Elbow's Guy Garvey on how user-centric payments could help new artists make a living from streaming

Elbow's Guy Garvey on how user-centric payments could help new artists make a living from streaming

Guy Garvey made an impassioned appeal for changes to the digital economy during his appearance at the DCMS Committee inquiry into the impact of streaming.

The first day of evidence was an opportunity for artists – also including Nadine Shah, Radiohead’s Ed O’Brien and #FixStreaming campaigner Tom Gray – to explain why they don’t think the system is working. 

As a BBC Radio 6 Music presenter, Garvey is particularly concerned about the impact on young bands and emerging artists.

Here, in his written evidence to the committee’s streaming inquiry, the Elbow frontman outlines his case for equitable remuneration for artists and a user-centric system for DSPs…

I am the lead singer of the band Elbow and we’ve been fortunate enough to make a living from music since 1998. We’re currently writing and recording our ninth studio album. I’m also a music broadcaster and have had a weekly show on BBC 6 music for the last 14 years. I believe having these two jobs gives me a unique perspective over these questions that I hope will be of use to the committee when making their recommendations.

I’m here because of new music. As a DJ but even before then, from the moment I was given airtime or column inches in the press, I’ve always been passionate about promoting new artists, especially those who are not necessarily perceived as mainstream ‘pop’ artists. Helping them find their audience. Helping their audience find them. In fact, as a member of Elbow, albeit a while ago, I have been new music.

For the past 20 years, Elbow have been nurtured, advised, developed and promoted by Island Records, V2 Records, Fiction Records and now Polydor. We recorded in cathedrals of studios dedicated only to the exploration and deepening of the art form, working with record producers whose art guided and improved our music and whose skills cannot be learned from a book and are potentially, due to the economics of streaming, being lost.

I believe that we have lost and will continue to lose generations of great British alternative music

Guy Garvey

As a presenter, I have seen a whole generation of artists rapturously connect with their listeners and win awards for the excellence of their music, only to quit after or before album two because they simply can’t afford to live. I decided to give evidence to the committee because I believe that we have lost and will continue to lose generations of great British alternative music, because writers and performers are not receiving anything like their fair share of the money that is now being made.

I have been allowed to live as a musician because of the extraordinary talents’ insights and hard work of the creative minds at all the labels we have been lucky enough to work with and because we found our audience when people bought physical records.

Streaming itself is wonderful and has no doubt connected Elbow with a wider international audience. For instance, Elbow played a concert in Mexico in January as we know we have an audience there, an audience that definitely found us in part through streaming services.

Algorithmic curation? Whatever connects music with listeners. But rich, deep, diverse, groundbreaking music of all kinds, given time to nurture and grow in its artistry and invested in on its artistic merits and not its immediacy, is disappearing. Great music still gets through but all too often the artist has another income. The current streaming model favours young, lone corporately sponsored artists. Nobody can afford to be in a band under these conditions.

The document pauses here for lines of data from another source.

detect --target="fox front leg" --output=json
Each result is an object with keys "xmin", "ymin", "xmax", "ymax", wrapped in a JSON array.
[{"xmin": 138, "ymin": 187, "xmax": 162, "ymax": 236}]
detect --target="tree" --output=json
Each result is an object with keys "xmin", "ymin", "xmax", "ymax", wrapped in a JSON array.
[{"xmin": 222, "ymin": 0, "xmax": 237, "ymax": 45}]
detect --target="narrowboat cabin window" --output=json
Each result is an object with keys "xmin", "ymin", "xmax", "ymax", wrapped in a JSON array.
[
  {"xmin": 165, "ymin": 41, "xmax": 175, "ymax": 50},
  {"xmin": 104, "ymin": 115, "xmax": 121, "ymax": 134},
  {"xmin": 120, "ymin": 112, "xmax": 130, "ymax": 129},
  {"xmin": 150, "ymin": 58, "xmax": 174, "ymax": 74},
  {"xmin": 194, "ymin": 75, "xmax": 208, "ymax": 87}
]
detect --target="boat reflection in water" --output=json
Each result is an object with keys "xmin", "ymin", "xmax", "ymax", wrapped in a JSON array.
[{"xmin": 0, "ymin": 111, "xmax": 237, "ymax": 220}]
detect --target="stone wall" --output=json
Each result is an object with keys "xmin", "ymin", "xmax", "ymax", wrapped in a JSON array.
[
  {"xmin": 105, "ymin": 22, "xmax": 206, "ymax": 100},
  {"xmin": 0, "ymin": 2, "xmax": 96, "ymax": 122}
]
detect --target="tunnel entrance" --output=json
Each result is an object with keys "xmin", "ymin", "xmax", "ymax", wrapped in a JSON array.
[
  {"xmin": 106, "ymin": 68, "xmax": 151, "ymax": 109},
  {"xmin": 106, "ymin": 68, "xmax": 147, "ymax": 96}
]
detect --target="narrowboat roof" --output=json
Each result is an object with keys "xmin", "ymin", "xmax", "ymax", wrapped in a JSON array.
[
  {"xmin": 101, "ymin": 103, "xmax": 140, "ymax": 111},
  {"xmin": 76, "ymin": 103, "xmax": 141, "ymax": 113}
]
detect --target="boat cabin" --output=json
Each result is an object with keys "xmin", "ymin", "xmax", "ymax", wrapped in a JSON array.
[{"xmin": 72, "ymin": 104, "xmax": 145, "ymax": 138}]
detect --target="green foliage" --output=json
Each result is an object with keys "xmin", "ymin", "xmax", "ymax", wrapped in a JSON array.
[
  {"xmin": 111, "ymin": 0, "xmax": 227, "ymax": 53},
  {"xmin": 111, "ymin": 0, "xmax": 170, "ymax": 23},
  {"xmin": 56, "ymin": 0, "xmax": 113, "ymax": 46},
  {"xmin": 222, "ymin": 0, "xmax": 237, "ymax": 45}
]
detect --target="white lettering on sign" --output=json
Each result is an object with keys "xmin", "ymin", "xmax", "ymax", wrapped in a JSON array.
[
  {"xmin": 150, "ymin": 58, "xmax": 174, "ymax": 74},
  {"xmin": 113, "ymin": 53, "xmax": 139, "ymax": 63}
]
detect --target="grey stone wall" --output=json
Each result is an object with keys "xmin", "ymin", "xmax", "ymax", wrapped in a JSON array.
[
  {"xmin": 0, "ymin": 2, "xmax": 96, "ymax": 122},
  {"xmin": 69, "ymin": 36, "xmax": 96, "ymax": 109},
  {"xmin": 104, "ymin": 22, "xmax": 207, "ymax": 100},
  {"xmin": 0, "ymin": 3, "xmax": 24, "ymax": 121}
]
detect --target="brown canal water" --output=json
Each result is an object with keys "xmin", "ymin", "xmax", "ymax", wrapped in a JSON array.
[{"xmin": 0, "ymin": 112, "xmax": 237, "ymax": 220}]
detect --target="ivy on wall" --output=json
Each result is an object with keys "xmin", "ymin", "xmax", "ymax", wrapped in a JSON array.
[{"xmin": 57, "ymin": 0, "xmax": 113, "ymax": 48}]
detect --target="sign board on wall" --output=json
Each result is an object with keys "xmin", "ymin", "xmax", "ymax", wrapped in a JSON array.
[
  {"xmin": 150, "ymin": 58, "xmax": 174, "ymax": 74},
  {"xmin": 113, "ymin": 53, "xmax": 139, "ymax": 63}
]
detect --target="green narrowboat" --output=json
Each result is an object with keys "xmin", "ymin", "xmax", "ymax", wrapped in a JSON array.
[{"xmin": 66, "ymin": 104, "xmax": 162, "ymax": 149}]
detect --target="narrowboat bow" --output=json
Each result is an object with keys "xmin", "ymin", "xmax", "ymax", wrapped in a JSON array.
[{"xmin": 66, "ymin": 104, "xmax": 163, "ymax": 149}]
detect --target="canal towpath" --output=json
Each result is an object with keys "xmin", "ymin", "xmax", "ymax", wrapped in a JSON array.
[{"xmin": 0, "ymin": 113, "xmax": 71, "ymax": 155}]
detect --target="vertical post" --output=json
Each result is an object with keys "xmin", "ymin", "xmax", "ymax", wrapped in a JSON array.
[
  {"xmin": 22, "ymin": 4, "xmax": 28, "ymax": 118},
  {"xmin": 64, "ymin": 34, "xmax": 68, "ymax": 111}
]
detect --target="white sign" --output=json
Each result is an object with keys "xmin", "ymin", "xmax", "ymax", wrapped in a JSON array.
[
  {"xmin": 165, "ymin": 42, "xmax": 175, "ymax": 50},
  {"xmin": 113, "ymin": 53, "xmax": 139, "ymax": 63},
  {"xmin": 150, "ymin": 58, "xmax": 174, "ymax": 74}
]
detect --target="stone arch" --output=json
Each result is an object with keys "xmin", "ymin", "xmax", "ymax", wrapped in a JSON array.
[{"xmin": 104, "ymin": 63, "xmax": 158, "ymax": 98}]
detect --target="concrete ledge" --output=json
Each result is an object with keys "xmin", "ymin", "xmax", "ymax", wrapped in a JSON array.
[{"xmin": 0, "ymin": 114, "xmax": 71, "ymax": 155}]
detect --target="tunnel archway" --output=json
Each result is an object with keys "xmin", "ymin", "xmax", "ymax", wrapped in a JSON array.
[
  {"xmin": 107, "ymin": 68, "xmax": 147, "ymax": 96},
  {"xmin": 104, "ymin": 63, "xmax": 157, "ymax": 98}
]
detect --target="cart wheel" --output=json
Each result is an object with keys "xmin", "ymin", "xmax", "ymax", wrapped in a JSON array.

Equitable remuneration and a user-centric streaming model mean that music other than pop, music loved by hundreds of thousands but deeply loved by those people, gets to grow.

It’s as simple as this. Musicians that are paid for their music attract advances and investment that is then spent on furthering and deepening their art, making it the best it can be. I’m not wishing for the days of musicians becoming multi-millionaires. I’m giving evidence because even musicians who have found their audience cannot afford to live as musicians.

Everybody, artists, music lovers, studio employees, live crew, venues and their staff and of course labels and streaming platforms only benefit from musicians being allowed to live and work as musicians. We are all on the same side here. People are collectively now paying more than ever to listen to music. 

I ask the committee to make recommendations that will ensure that music stays as rich, diverse and as good as it possibly can be and in short, music worth listening to for this generation and for future generations.